Epstein was found dead on Saturday, having apparently hanged himself in his cell at the Metropolitan Correctional Center (MCC) in lower Manhattan where he was being held on new sex-trafficking charges. He was already a registered sex offender after pleading guilty in 2008 to Florida state charges of unlawfully paying a teenage girl for sex.
Barr announced on Saturday that he had asked the Justice Department's inspector general to investigate Epstein's death.
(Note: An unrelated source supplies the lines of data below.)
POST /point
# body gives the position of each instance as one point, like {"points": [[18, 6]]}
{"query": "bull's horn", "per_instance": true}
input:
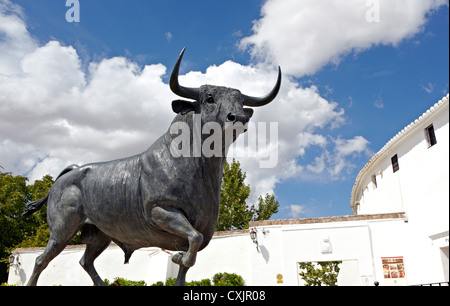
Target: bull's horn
{"points": [[255, 102], [185, 92]]}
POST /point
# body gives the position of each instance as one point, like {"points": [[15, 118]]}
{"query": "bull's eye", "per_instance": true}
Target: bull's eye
{"points": [[210, 99]]}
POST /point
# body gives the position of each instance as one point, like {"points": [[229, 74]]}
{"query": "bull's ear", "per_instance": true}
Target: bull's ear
{"points": [[248, 112], [183, 107]]}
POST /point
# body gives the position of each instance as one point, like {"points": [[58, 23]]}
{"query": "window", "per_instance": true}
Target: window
{"points": [[395, 165], [374, 181], [430, 136]]}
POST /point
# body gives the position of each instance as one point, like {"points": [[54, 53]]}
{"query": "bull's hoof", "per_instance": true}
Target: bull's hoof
{"points": [[178, 258]]}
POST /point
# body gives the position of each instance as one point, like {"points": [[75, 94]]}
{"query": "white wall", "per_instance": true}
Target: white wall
{"points": [[148, 264], [360, 244]]}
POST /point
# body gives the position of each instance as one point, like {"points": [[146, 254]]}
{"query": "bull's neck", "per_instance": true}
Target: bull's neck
{"points": [[186, 130]]}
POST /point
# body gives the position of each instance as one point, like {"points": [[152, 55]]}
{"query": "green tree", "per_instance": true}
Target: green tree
{"points": [[234, 212], [323, 273], [15, 231]]}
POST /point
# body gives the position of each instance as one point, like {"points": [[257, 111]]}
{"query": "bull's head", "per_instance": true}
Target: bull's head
{"points": [[218, 104]]}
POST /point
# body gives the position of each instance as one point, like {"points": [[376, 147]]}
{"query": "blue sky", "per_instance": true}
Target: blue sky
{"points": [[349, 84]]}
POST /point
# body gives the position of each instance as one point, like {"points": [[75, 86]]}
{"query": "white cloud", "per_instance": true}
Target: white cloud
{"points": [[15, 40], [57, 114], [295, 211], [304, 35]]}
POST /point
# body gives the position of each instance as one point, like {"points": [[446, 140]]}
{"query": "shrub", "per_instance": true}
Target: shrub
{"points": [[227, 279]]}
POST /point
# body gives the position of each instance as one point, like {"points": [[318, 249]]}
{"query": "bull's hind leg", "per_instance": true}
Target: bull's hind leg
{"points": [[64, 221], [174, 221], [54, 247], [96, 242]]}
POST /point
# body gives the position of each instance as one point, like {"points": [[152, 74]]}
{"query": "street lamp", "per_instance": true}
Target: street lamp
{"points": [[11, 259], [254, 236]]}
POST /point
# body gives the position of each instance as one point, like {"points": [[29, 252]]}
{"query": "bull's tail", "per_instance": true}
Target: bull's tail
{"points": [[33, 207]]}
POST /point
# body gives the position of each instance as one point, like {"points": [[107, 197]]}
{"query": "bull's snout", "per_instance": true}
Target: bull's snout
{"points": [[238, 118]]}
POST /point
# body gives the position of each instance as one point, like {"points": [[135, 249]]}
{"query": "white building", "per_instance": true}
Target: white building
{"points": [[398, 235]]}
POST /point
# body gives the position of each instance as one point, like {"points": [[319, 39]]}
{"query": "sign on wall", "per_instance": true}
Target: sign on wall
{"points": [[394, 271]]}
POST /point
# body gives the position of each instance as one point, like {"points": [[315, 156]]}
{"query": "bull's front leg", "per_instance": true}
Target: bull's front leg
{"points": [[174, 221]]}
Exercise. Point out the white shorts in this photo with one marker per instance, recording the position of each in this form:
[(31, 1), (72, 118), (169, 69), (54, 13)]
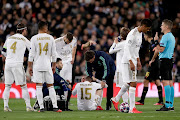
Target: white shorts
[(16, 74), (66, 72), (119, 79), (127, 74), (43, 76)]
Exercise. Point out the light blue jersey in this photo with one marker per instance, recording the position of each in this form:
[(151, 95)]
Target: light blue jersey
[(167, 41)]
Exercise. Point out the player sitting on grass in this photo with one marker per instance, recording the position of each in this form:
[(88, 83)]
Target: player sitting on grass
[(153, 70), (89, 94), (61, 86)]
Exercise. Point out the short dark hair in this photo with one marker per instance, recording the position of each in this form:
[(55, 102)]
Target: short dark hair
[(20, 28), (58, 59), (124, 32), (88, 78), (89, 55), (69, 36), (149, 33), (169, 23), (41, 24), (146, 22)]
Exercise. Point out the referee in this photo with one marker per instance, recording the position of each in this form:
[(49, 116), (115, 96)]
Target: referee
[(167, 45)]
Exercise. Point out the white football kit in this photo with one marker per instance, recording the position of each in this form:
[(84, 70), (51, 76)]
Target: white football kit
[(64, 51), (86, 95), (119, 50), (131, 52), (42, 53), (15, 47)]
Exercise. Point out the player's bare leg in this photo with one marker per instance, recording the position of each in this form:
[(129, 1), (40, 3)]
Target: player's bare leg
[(25, 95), (52, 95), (6, 98), (145, 89), (99, 99), (132, 91)]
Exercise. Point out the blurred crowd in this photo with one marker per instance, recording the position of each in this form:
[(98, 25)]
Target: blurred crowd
[(97, 20)]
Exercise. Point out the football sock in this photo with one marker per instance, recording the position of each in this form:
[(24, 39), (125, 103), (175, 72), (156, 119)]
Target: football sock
[(132, 91), (167, 90), (144, 94), (160, 93), (98, 100), (52, 95), (124, 88), (6, 95), (25, 95), (172, 96), (125, 97), (39, 96)]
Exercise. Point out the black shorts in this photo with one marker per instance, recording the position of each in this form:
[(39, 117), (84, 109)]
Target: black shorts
[(153, 72), (166, 66)]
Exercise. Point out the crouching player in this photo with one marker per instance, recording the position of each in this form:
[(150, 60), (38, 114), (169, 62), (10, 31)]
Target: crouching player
[(89, 94), (61, 87)]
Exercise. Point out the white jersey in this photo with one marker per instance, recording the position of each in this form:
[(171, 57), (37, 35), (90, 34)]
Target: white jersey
[(43, 50), (86, 92), (15, 47), (132, 46), (64, 51), (119, 50)]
In his remarks on Monday at the Grand Lodge Fraternal Order of Police's National Biennial Conference, Barr said the criminal case against Epstein was personally important to him and that the financier's death denied his victims the chance to confront Epstein in a courtroom.
"I was appalled - and indeed the whole department was - and frankly angry to learn of the MCC's failure to adequately secure this prisoner," Barr said. "We are now learning of serious irregularities at this facility that are deeply concerning and demand a thorough investigation."
Barr did not say what those irregularities were. The decision by officials at the Bureau of Prisons not to keep Epstein on a suicide watch by guards has come under scrutiny.
The prison where Epstein died is run by the federal Bureau of Prisons, a division of the U.S. Justice Department.
Prior to his state conviction for sex crimes, Epstein had counted U.S. President Donald Trump and former President Bill Clinton among his associates.
The New York City medical examiner said an autopsy had been completed on Epstein on Sunday but that a determination on the cause of death is still pending.
Epstein was arrested on July 6 and pleaded not guilty to federal charges of sex trafficking involving dozens of underage girls as young as 14, from at least 2002 to 2005.